Anyway, the comparison led me to humorously imagine what mothering really would be like if having children was like writing a novel....


So here we go - if having children was like writing books:


* There would be PUBLIC online reviews and ratings for how well you are doing as a mother.  This may include blatant disparaging comments like how your previous kid was better than the current one, how your abilities as a mother have declined over time etc...


* People who have never had children, or never taken care of kids (non-writers) would be seen as authorities on your child, and these people's public review or word of mouth would determine other people's perception of you as a mother.

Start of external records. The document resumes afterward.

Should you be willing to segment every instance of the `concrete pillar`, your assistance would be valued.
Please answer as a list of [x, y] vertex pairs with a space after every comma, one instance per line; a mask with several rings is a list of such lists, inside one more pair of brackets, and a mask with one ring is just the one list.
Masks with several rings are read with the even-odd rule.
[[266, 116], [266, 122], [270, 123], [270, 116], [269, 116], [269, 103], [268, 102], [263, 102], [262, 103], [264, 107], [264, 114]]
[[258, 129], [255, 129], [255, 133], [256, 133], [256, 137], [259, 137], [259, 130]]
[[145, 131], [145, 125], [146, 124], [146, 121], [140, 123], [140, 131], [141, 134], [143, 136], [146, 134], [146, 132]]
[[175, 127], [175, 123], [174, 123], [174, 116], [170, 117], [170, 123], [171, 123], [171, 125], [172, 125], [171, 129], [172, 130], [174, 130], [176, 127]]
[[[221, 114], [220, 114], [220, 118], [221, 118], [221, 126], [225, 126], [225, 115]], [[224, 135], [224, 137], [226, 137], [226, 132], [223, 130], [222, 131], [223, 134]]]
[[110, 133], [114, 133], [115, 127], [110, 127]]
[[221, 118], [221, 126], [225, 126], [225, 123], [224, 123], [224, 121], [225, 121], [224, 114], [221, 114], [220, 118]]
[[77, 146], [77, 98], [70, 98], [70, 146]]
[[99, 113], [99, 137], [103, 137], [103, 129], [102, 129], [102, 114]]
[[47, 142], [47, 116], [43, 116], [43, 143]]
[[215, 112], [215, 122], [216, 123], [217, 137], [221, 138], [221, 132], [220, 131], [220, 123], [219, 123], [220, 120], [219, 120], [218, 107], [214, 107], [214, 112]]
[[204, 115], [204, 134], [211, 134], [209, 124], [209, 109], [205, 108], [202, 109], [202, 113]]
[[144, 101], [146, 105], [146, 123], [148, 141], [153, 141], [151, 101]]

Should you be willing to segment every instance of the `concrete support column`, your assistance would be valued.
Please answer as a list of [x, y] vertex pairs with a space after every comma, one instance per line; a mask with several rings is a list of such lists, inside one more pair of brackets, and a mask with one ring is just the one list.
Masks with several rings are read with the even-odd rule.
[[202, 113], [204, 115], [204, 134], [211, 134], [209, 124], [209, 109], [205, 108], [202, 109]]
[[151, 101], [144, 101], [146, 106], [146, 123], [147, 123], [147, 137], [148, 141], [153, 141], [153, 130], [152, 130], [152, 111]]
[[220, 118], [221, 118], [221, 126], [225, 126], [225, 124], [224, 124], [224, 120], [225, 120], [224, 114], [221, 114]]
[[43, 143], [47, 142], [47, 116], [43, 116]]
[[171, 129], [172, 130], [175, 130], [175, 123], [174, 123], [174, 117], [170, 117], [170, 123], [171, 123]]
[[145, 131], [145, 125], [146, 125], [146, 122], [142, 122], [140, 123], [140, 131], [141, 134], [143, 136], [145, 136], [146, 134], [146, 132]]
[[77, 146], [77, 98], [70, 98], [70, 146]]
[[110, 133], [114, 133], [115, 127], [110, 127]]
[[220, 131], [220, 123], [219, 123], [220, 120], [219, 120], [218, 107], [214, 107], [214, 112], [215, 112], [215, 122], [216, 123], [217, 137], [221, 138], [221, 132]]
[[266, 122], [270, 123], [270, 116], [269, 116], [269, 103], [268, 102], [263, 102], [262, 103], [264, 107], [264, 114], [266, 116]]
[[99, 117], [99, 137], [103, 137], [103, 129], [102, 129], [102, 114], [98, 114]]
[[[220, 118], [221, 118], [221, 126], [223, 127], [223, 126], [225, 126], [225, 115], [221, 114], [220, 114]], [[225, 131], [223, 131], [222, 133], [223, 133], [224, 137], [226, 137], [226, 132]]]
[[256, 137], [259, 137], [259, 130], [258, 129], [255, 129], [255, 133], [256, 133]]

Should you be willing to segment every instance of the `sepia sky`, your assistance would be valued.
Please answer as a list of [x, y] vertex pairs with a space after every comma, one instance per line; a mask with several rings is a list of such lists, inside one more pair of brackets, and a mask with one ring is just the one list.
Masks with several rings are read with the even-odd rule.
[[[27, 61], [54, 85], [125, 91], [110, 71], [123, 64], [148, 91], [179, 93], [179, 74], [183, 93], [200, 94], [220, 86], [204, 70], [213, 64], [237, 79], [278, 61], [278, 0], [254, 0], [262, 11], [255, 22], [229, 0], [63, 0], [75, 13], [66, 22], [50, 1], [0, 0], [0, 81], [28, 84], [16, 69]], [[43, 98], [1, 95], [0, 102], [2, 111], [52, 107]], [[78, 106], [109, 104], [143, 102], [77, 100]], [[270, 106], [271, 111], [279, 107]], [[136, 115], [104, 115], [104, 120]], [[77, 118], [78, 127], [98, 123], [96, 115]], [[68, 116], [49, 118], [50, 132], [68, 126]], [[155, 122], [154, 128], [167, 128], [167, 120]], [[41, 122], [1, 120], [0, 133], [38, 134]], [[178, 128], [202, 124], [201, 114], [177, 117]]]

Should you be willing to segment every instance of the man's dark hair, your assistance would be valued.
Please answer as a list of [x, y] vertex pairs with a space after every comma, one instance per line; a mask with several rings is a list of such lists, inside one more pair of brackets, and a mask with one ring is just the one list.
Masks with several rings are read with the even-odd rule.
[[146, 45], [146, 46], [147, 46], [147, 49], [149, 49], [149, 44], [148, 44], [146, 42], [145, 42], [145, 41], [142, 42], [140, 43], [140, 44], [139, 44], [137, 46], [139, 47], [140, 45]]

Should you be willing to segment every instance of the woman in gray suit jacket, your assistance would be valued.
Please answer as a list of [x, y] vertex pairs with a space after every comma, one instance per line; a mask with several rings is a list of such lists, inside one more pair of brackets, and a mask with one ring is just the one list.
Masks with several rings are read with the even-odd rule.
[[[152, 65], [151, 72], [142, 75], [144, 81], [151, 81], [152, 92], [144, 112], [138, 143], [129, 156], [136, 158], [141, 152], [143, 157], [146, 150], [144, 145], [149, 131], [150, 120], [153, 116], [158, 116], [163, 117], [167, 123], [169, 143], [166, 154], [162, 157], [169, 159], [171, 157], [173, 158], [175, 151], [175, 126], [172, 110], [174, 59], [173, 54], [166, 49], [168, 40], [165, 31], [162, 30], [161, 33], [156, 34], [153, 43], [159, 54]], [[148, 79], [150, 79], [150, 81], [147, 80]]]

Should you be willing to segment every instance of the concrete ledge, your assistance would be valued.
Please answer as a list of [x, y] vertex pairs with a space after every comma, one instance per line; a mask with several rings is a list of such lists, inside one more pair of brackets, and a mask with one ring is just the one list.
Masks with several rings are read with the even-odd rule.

Let's see how this would look like: 




Remember all these are public... How do you feel? Would you be ready to keep doing it? 

Read on...

* You would not get paid by the government for child support; you would be seen as an eccentric who needed to prove their worth as a mother and compete with other mothers in order to receive some support grant for your efforts.

* People would find you annoying/repetitive/boastful/vain/freaking boisterous for posting pics of your child on social media.


* Some people would not want to know about your child unless the child had won some award or been recommended in some way by some friend or legitimate authority.


* You would be a minority - few other people would have had children and so few would understand your journey.   (Yes, only a small percentage of the world's individuals actually do write a book!)

* Some people would always see you as a wannabe and never treat you seriously as a mother.

* Schools (aka bookstores) would refuse to take in your child based on your method of birthing.


* You would not get paid a cent by your full-time employer for choosing to take a few months off from work to realize what you see as your natural calling - aka have a baby; nor would they hold your job for you.  (Writing is my calling - I know I could never ask for 6 months off work, partly paid, to write books and then return. That is a dream.)


* Some people would ask you, "but, have you been a mother before?" to mean that you can't seriously intend to be a mother otherwise (aka -  Are you published? Are you going to publish it?)


* It would often take years for your child to be born, and  in that time, there would be zero physical evidence of your long journey and so you would receive no support, and people would wonder whether you are at all having a child or dabbling with words, and whether this child is happening at all, or if you are just a FAKE.


* People would ask whether you have had a traditional hospital birth with REAL medical staff or a self-run home birth with a midwife, and then... treat you and your child differently based on the method used to birth it; they may choose to have nothing to do with your child for that same reason.


* You could have children at a very old age... at 70 or 80; you could have one child per year or more... 


* You would want 10 or 25 of them; three or four would never be enough for all that passion inside you; you would crave the opportunity to create children non-stop.

* Talking deeply and meaningfully about your children would be something you would limit or never do, as most people would not understand what you are going through since, like writing a book, it would be a relatively rare endeavor  - if you are lucky you would have a couple of people who know of your journey and these people would 'get you'. If you are lucky. 


* You would not enjoy a yearly celebratory day dedicated to you where everyone glorifies how mothers change the world and bring meaning to their children's lives - nobody would really care about you being a mother until you are DEAD and sometimes never; and you would be ok with that!  ( Writers have and do change lives... Often they also change the world but no day is dedicated to them...)


* Strangers all over the world would know about your child and be touched by it; though you may never hear of them.


* Strangers all over the world would know of you.

* If you are lucky, strangers would remember you and your child long after you die.


And there you have it, the comparison seems almost silly now that one reflects on it.  We could substitute writing here with any other creative activity.